Così Bankitalia smonta le tesi catastrofistiche dei perenni declinisti

I catastrofisti in servizio permanente effettivo saranno delusi. Nei giorni in cui si intensificano le turbolenze finanziarie sui debiti pubblici dei paesi dell’Eurozona, i numeri e le simulazioni della Banca d’Italia arrivano a conclusioni che non indulgono al pessimismo sull’Italia. Gli “stress test” realizzati dall’Istituto centrale governato da Ignazio Visco attestano – si legge nel Rapporto sulla stabilità finanziaria del paese curato dal dirigente generale Fabio Panetta – che il debito pubblico italiano è sostenibile e rimarrebbe stabile, o in leggero calo, nei prossimi due anni, anche se i tassi di interesse sui titoli di stato arrivassero all’8 per cento e la crescita fosse uguale a zero.
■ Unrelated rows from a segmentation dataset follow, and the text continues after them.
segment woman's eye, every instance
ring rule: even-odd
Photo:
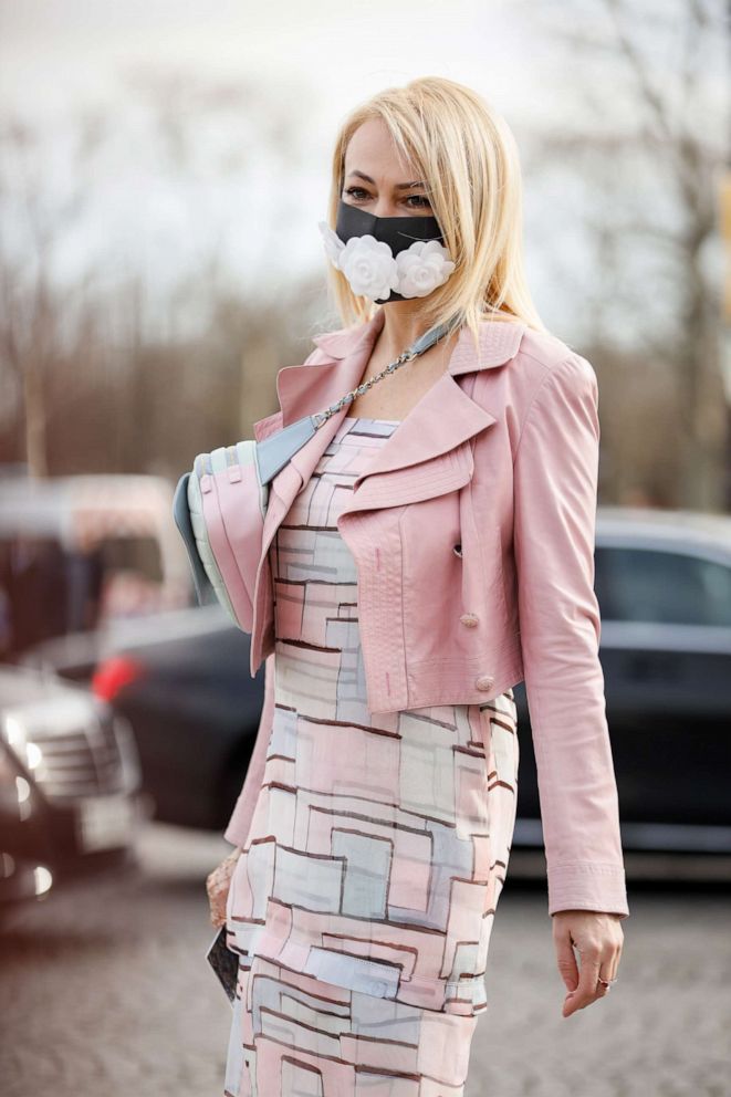
[[[368,191],[364,190],[363,187],[348,187],[345,194],[348,198],[352,198],[356,202],[365,201],[370,197]],[[411,208],[416,207],[416,209],[427,209],[431,205],[426,195],[409,195],[408,198],[405,198],[404,200],[407,205],[409,202],[414,203]]]

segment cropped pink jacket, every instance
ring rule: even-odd
[[[355,388],[383,322],[380,309],[316,336],[303,365],[280,369],[280,410],[254,424],[254,437]],[[265,693],[224,832],[234,845],[246,844],[274,711],[269,548],[347,411],[270,484],[250,667],[255,675],[267,660]],[[585,358],[522,322],[491,321],[478,361],[464,327],[446,372],[355,480],[337,527],[357,565],[370,710],[482,703],[525,681],[549,913],[627,917],[594,593],[598,450],[598,388]]]

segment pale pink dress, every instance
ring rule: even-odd
[[[264,1048],[279,1062],[280,1053],[299,1047],[294,1030],[307,1044],[312,1025],[300,1030],[299,1020],[309,1017],[315,1028],[325,1023],[313,995],[328,1001],[328,1034],[337,1017],[333,1038],[345,1061],[361,1054],[354,1003],[377,1021],[372,1051],[376,1039],[393,1045],[390,1022],[401,1018],[410,1033],[405,1049],[391,1046],[382,1058],[401,1061],[404,1070],[426,1075],[424,1064],[435,1066],[429,1048],[448,1041],[441,1069],[457,1094],[474,1020],[487,1009],[488,945],[515,821],[513,692],[484,704],[372,714],[357,572],[336,525],[353,481],[398,426],[345,418],[270,550],[275,709],[227,911],[229,945],[240,953],[226,1089],[236,1097],[251,1091],[247,1078],[263,1070]],[[258,981],[257,973],[267,978]],[[257,1007],[267,995],[279,1003],[276,1022],[263,1004]],[[334,1013],[333,996],[342,1005]],[[265,1035],[283,1024],[282,1011],[288,1036],[272,1049]],[[309,1054],[317,1057],[312,1041]],[[267,1069],[284,1085],[281,1063]],[[358,1090],[342,1080],[312,1091]],[[270,1093],[289,1090],[260,1086],[260,1097]],[[373,1097],[400,1093],[368,1089]]]

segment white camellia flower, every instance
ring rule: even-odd
[[[322,232],[323,242],[325,244],[325,251],[327,252],[327,258],[332,262],[333,267],[340,270],[340,254],[345,247],[337,232],[331,229],[327,221],[318,221],[317,228]]]
[[[394,257],[389,245],[367,233],[343,242],[326,221],[318,221],[327,258],[348,280],[356,296],[385,301],[391,290],[403,297],[426,297],[442,285],[455,263],[438,240],[415,240]]]
[[[449,252],[438,240],[415,240],[396,255],[396,267],[397,291],[404,297],[426,297],[455,270]]]
[[[373,301],[398,290],[398,270],[390,248],[369,233],[351,237],[338,257],[338,267],[356,296]]]

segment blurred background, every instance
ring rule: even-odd
[[[429,74],[508,119],[534,301],[599,379],[631,913],[613,995],[564,1021],[516,690],[468,1097],[731,1094],[728,7],[0,0],[0,60],[3,1095],[222,1091],[205,877],[263,672],[197,605],[173,491],[341,326],[316,228],[336,128]]]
La quota del debito pubblico detenuta da non residenti, pari al 39,2 per cento, “è relativamente contenuta nel confronto internazionale”. Ma il rapporto pubblicato ieri da Palazzo Koch non si concentra solo sullo stato dei conti pubblici. Anche “il sistema bancario non è fonte di instabilità e la sua posizione patrimoniale è solida sarà ulteriormente rafforzata” dopo le misure decise dalla Ue. Le banche, ha aggiunto Visco, “subiscono i contraccolpi delle tensioni sul debito sovrano e del rallentamento congiunturale”. Bankitalia per rafforzare il patrimonio dà un consiglio ai banchieri: meno bonus e meno dividendi.

E’ solida anche la situazione finanziaria delle famiglie: “La cospicua ricchezza complessiva è composta per la maggior parte da attività a basso rischio”. Tensioni potrebbero emergere tra le famiglie con minor reddito, “cui fa capo una quota limitata dei prestiti bancari”. Il quadro più fosco si desume per l’industria e i servizi: le imprese attendono un “peggioramento dei livelli di attività e delle condizioni di accesso al credito”. Nel 2012 le finanze potrebbero peggiorare per molte imprese.
Dal rapporto si rileva comunque un invito all’esecutivo ad accelerare lo slancio riformatore e sviluppista, oltre che rigorista: “Per ridurre in maniera permanente il rischio sovrano sono necessarie misure volte a innalzare il potenziale di crescita”.